Looking ahead, the Australian Dollar will be left exposed to external factors today amid a lack of market-moving economic data. If the upbeat mood persists, AUD could regain ground.
New Zealand Dollar (NZD) Dented amid RBNZ Rate Cut Talk
The New Zealand Dollar (NZD) also fell yesterday amid talk of rate cuts from the Reserve Bank of New Zealand (RBNZ) as early as next year.
As with the ‘Aussie’, however, an improving mood limited losses.
Turning to this afternoon, the ‘Kiwi’ could be boosted by a significant improvement in business morale. The latest business outlook index is predicted to rise from -13.1 to -1.9, the highest level since June 2021.
Pound (GBP) Supported by Rate Hike Bets
The Pound (GBP) found renewed support yesterday amid expected policy divergence between the Bank of England (BoE) and other central banks.
With UK inflation still far above the target rate, expectations that the British central bank will continue tightening buoyed GBP.
During today’s session, a speech from BoE Chief Economist Huw Pill could send Sterling lower if he strikes a dovish note. Fears of a looming recession could prompt a more cautious tone from the BoE policymaker.
Euro (EUR) Buoyed by Stronger-than-Expected German Inflation
The Euro (EUR) climbed against some of its peers yesterday as German inflation surprised to the upside.
Inflation in Europe’s largest economy printed at 6.1% rather than the expected 6%. The data indicated that the European Central Bank (ECB) still has some work to do.
This evening, the Eurozone consumer price index will be the focus. Headline and core inflation are forecast to ease, which could dent EUR exchange rates.

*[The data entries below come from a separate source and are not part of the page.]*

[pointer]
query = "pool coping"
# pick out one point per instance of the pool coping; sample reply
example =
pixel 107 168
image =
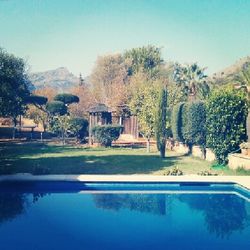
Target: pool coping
pixel 243 181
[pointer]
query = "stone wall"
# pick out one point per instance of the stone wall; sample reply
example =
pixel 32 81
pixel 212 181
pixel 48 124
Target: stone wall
pixel 181 148
pixel 248 127
pixel 210 156
pixel 197 152
pixel 239 161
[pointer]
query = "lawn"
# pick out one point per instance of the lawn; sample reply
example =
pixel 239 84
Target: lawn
pixel 38 158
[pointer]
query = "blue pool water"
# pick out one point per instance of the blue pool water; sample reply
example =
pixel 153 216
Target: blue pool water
pixel 123 216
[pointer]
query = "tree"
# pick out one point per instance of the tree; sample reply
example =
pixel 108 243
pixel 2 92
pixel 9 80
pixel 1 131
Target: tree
pixel 176 122
pixel 48 92
pixel 226 121
pixel 36 100
pixel 13 86
pixel 79 126
pixel 194 124
pixel 143 103
pixel 56 108
pixel 109 80
pixel 192 79
pixel 66 98
pixel 146 58
pixel 86 100
pixel 160 129
pixel 105 134
pixel 40 116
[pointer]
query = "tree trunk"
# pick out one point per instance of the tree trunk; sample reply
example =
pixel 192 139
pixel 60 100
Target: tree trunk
pixel 163 149
pixel 14 128
pixel 148 145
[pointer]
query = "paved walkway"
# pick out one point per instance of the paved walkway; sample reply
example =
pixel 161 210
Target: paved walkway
pixel 241 180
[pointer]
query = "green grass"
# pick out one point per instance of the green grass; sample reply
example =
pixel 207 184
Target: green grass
pixel 37 158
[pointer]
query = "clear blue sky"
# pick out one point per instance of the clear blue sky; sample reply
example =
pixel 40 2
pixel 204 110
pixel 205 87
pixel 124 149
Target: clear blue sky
pixel 72 33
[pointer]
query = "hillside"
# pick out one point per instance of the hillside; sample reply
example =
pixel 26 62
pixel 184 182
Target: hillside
pixel 230 73
pixel 60 79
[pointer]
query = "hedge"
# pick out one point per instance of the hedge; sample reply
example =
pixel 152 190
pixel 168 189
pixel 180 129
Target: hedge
pixel 176 122
pixel 226 122
pixel 194 124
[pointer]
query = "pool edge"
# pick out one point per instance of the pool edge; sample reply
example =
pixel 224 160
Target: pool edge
pixel 243 181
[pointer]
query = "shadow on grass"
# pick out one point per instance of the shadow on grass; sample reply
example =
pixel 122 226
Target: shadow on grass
pixel 109 164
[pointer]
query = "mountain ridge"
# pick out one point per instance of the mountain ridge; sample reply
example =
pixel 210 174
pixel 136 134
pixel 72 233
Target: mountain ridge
pixel 60 79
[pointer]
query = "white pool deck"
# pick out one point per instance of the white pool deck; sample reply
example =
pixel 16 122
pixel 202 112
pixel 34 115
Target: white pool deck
pixel 240 180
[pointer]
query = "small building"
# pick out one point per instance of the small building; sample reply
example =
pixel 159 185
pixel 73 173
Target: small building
pixel 100 114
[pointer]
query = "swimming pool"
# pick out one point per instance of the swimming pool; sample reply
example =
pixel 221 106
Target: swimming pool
pixel 89 215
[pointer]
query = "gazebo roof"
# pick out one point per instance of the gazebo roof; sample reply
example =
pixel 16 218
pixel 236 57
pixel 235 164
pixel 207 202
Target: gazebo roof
pixel 99 108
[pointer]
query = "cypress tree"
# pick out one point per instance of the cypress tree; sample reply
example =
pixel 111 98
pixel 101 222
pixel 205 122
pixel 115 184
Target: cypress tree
pixel 160 120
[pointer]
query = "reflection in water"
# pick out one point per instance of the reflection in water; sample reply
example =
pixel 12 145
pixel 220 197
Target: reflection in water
pixel 223 214
pixel 149 203
pixel 11 205
pixel 15 204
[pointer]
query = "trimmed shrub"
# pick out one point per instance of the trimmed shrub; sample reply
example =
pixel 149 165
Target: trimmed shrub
pixel 194 124
pixel 176 122
pixel 226 121
pixel 105 134
pixel 79 127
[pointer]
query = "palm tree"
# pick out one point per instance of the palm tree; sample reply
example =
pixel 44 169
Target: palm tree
pixel 193 80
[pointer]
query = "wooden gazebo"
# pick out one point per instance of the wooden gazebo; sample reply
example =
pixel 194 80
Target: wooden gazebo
pixel 100 114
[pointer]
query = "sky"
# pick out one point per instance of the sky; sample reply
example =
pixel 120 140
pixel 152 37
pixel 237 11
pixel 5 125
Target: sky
pixel 72 33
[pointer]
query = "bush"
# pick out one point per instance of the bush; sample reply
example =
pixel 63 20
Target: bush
pixel 79 127
pixel 176 122
pixel 105 134
pixel 226 121
pixel 194 124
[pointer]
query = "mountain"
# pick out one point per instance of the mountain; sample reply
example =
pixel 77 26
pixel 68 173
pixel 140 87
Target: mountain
pixel 60 79
pixel 230 73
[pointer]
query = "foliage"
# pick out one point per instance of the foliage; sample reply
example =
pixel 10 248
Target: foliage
pixel 245 145
pixel 193 80
pixel 174 171
pixel 146 58
pixel 105 134
pixel 194 123
pixel 38 115
pixel 48 92
pixel 226 121
pixel 13 85
pixel 66 98
pixel 176 122
pixel 86 101
pixel 143 104
pixel 56 108
pixel 160 122
pixel 109 80
pixel 79 126
pixel 36 100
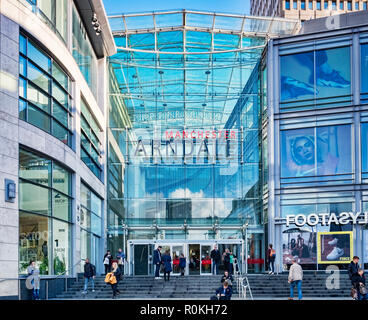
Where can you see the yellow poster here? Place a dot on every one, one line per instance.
(334, 247)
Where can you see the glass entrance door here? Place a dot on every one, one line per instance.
(206, 259)
(194, 259)
(140, 259)
(176, 251)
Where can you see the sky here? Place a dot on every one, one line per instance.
(134, 6)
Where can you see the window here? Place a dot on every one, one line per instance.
(90, 141)
(55, 14)
(321, 151)
(316, 74)
(90, 222)
(44, 92)
(83, 52)
(45, 214)
(364, 68)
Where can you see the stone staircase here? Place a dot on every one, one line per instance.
(263, 286)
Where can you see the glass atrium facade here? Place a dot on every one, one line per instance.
(185, 128)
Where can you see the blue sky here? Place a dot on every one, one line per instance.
(129, 6)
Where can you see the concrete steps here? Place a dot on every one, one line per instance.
(202, 287)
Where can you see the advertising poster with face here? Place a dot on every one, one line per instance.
(317, 151)
(335, 247)
(299, 243)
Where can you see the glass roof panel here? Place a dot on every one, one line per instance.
(163, 84)
(199, 20)
(116, 24)
(228, 23)
(139, 22)
(169, 20)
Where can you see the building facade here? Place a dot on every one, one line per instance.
(316, 135)
(305, 9)
(53, 114)
(181, 128)
(185, 165)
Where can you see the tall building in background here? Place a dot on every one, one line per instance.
(305, 9)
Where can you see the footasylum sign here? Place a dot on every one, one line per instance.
(326, 219)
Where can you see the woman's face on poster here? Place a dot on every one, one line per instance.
(304, 150)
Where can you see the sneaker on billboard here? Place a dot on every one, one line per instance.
(333, 79)
(335, 254)
(293, 88)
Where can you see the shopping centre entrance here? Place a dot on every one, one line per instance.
(197, 254)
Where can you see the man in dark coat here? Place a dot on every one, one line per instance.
(157, 261)
(224, 292)
(89, 274)
(216, 259)
(353, 268)
(358, 281)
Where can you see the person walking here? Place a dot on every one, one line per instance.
(271, 256)
(229, 278)
(226, 258)
(120, 256)
(182, 264)
(224, 292)
(295, 279)
(231, 266)
(107, 261)
(166, 260)
(89, 275)
(358, 281)
(353, 268)
(34, 276)
(157, 261)
(115, 279)
(216, 259)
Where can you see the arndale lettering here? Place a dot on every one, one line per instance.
(326, 219)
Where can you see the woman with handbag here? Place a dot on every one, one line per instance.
(166, 260)
(358, 281)
(113, 278)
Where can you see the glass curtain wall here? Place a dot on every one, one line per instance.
(90, 141)
(184, 125)
(91, 225)
(44, 214)
(54, 13)
(82, 51)
(44, 91)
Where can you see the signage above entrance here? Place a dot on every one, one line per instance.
(326, 219)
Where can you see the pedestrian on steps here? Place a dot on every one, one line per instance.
(271, 256)
(107, 261)
(166, 260)
(295, 279)
(89, 275)
(182, 264)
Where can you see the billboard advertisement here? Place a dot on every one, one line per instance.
(335, 247)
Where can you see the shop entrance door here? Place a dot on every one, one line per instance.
(194, 258)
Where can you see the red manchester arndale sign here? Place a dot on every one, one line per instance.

US Dollar (USD) Sinks on Slowing Jobs Growth
The US Dollar (USD) struggled to attract support yesterday as the latest ADP employment change figure revealed weaker-than-expected jobs growth.
Further signs that the stubbornly tight labour market is finally cooling weighed on the ‘Greenback’. Reduced rate hike bets from the Federal Reserve sapped USD demand.
Looking ahead, the Fed’s preferred measure of inflation could give further clues to the central bank’s next movement. The core PCE price index is expected to remain sticky, which could prompt the Fed to keep hiking rates, which would likely boost USD.
Canadian Dollar (CAD) Softens in Tandem with USD
The Canadian Dollar (CAD) weakened considerably on Wednesday, due to its close trading relationship with the US Dollar. As the ‘Greenback’ slumped on pared rate hike bets, the ‘Loonie’ also fell.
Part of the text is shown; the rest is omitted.